Препанов первым заметил входящего начальника райотдела, вскочил, придав лицу приятное выражение. Но прежде, чем успел он произнести одну из удивительных своих приветственных фраз, Ханя радостно взметнул руки:

– Андрюха! Ты послушай только, чего этот ерундит опять отмочил!

– Твои истории я у себя в кабинете выслушаю. Былинник ты наш! – под свинцовым взглядом Тальвинского понятливый Ханя смущенно осел.

Восстановив чинопочитание, Андрей обратился к выжидательно стоящему Препанову:

– Вы почему по наезду не работаете?

– Только получил дело, товарищ подполковник!

– Да, насчет наезда! Слушай, но это, я скажу, что-то! – Ханя вновь взвился. – Трехлетнюю пацанку перемололи, сволочи, как цыпленка табака. Веришь? Вроде ко всему привык. А тут даже всплакнул.

– Не суйся, – оборвал его Тальвинский. Вернулся к Препанову. – Пожалуйста, лейтенант, данному делу приоритетное внимание!

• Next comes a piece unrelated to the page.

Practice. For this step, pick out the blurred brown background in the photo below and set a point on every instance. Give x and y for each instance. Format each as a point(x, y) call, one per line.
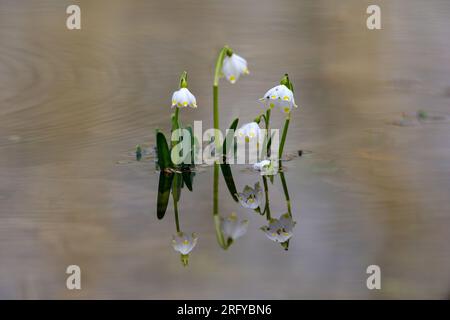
point(374, 189)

Мне уже звонили из нескольких мест. Люди взволнованы. Требуют сурово покарать преступника. Поэтому все остальное – в сторону!

– Понял!

– Надеюсь… А ты! – на заискивающую Ханину улыбочку Андрей не отреагировал. – Зайдешь через пять минут.

– С вещами?

– Балбес.

Проходя мимо дежурной части, Тальвинский скосился на настенные часы – пора бы уже Морозу объявиться.

3.

Виталий Мороз остановился у подножия пивбара «Реанимация», пытаясь понять, чей извращенный ум додумался соорудить у входа в питейное заведение крыльцо крутое и высоченное, будто подъем к пику Коммунизма. И взойти-то наверх требовало усилий. А чтоб спуститься « в вертикали» – такого, видимо, здесь не водилось. Во всяком случае первый же вышедший из бара споткнулся, скатился под ноги Морозу, поднялся и, привычно матерясь, отправился дальше по своим делам.

Наверху, слева от главного входа, располагалась дощатая дверь туалета с нарисованной на ней мелом буквой «М», возле которой красовалось рукописное объявление. Даже не объявление – крик души: «Будь другом – попади», – из-под туалетной двери лениво сочился желтоватый ручеек с характерным запахом.

Схожим запахом – скисшего пива – пропитался и сам переполненный посетителями пивбар. Изнемогающий от жажды Мороз, преодолев естественное отвращение трезвого человека, пробился сквозь толпящихся у стойки мужиков, раздвинул плечом двух передних и молча показал знакомой буфетчице два пальца.

– Эу, ты! Умнее всех, что ли? Здесь очередь, – послышалось сзади.

– Когда я на государевой службе, очередь всегда начинается с меня, – отчеканил Мороз. Он даже не счел нужным повернуться.

Было все-таки в Морозе это редкое умение говорить с простым народом: ропот, едва зародившись, чудесным образом стих, как гаснет от резкого дуновения разгорающийся костерок.

Подхватив два пива, он пробился за крайний, еще не убранный столик с плавающими в пивных лужицах ошметками воблы, брезгливо отодвинул несвежие бокалы, дотянулся до сумки, выдернул не глядя подвернувшийся лист бумаги, подложил на неопрятную поверхность и уже на него водрузил кружки. Первую он влил в себя тут же. И только после этого вернул себе способность соображать.